Simulation experiences help providers develop confidence in delivering clinical care and coordinating activities as a team. By promoting the flow of communication between team members, simulation activities can enhance morale and create a workplace environment that fosters mutual respect. These improvements could lessen the costly turnover of highly qualified staff and increase operational efficiency in the current healthcare environment.25,26
A simulation program is never complete without participant feedback. A debriefing session should always follow a simulation. Participants evaluate their individual performance as well as that of their peers. Typically, a debriefing session will also involve a screening of a video recording of the simulation session that allows the participants to identify potential areas of improvement.

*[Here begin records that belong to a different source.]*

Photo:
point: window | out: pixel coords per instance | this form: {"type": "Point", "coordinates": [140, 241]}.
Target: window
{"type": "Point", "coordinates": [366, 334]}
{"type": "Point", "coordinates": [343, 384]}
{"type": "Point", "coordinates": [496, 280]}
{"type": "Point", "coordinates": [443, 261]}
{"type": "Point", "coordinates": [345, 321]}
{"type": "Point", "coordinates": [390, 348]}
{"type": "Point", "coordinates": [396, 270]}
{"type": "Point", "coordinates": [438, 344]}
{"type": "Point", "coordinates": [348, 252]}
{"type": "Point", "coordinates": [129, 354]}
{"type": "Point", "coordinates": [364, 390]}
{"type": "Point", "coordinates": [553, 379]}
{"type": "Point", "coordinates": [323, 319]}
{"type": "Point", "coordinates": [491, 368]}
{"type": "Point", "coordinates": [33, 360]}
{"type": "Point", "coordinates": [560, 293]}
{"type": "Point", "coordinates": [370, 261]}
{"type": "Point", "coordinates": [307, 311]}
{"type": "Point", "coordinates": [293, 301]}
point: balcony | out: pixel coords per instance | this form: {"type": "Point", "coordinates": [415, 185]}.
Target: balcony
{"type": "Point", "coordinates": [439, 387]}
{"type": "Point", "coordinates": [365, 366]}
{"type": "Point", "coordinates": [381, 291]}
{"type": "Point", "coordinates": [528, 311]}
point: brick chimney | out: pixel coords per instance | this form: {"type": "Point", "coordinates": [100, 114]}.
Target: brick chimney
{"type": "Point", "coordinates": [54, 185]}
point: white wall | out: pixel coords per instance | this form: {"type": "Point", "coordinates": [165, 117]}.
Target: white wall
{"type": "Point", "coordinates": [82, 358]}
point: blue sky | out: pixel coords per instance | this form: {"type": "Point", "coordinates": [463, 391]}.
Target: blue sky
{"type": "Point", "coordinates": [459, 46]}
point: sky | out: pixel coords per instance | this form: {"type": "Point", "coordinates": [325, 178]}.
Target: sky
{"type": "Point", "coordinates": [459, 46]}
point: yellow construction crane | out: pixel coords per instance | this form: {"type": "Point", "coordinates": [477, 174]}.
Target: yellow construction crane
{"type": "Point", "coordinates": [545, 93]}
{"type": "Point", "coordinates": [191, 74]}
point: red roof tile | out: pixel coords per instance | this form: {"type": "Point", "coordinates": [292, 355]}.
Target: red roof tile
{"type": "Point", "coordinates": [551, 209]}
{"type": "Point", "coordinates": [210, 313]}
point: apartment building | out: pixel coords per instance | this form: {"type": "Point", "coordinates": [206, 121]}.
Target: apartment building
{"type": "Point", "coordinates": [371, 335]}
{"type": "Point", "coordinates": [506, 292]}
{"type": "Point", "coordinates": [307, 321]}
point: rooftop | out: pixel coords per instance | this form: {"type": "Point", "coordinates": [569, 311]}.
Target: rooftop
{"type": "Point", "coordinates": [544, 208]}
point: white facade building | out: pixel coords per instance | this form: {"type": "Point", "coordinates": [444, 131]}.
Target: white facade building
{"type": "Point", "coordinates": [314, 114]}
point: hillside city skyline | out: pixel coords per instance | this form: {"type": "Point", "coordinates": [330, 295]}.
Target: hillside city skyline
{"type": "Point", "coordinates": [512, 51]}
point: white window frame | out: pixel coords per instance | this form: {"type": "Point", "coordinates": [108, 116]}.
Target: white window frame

The proliferation of office-based interventions has without a doubt increased the education requirements for medical providers. Therefore, it is vital for medical interns, residents, and fellows to receive adequate exposure to office-based procedures. Medical residencies should incorporate office-based practice into the graduate medical education curriculum to help ensure that future physicians have the skills necessary to practice in all healthcare settings.
CONCLUSIONS
The office-based proceduralist practice remains the Wild West of healthcare. The lack of government oversight and the hodgepodge of credentialing requirements mean that there is no standardization of safety and quality for medical offices. Office-based medical providers should be aware of accreditation issues, care management, and simulation learning if they are to demonstrate superlative quality. Medical staff in office-based outpatient suites can certainly provide safe, effective, efficient, timely, patient-centered care. But this goal can only be achieved if clinicians and staff are properly trained to deliver such care.
Epitoma
The authors of this study from Harvard Medical School and Drexel University College of Medicine highlight the significant growth of office-based procedures being performed by many practitioners in various specialties, particularly over the past 10 years. Many of these procedures were previously performed in an operating room as part of an outpatient or limited admission status. This work details many of the potential gaps in patient safety as these procedures migrate from the operating room to the office setting. The educational process presented is vital for both residents in training as well as established practitioners. This review article outlines educational needs and possible solutions (such as simulation exercises) to avoid potential lapses in patient safety.
—Guest Editor Ronald G. Amedee, MD
This article meets the Accreditation Council for Graduate Medical Education and the American Board of Medical Specialties Maintenance of Certification competencies for Patient Care and Medical Knowledge.
Footnotes
The authors have no financial or proprietary interest in the subject matter of this article.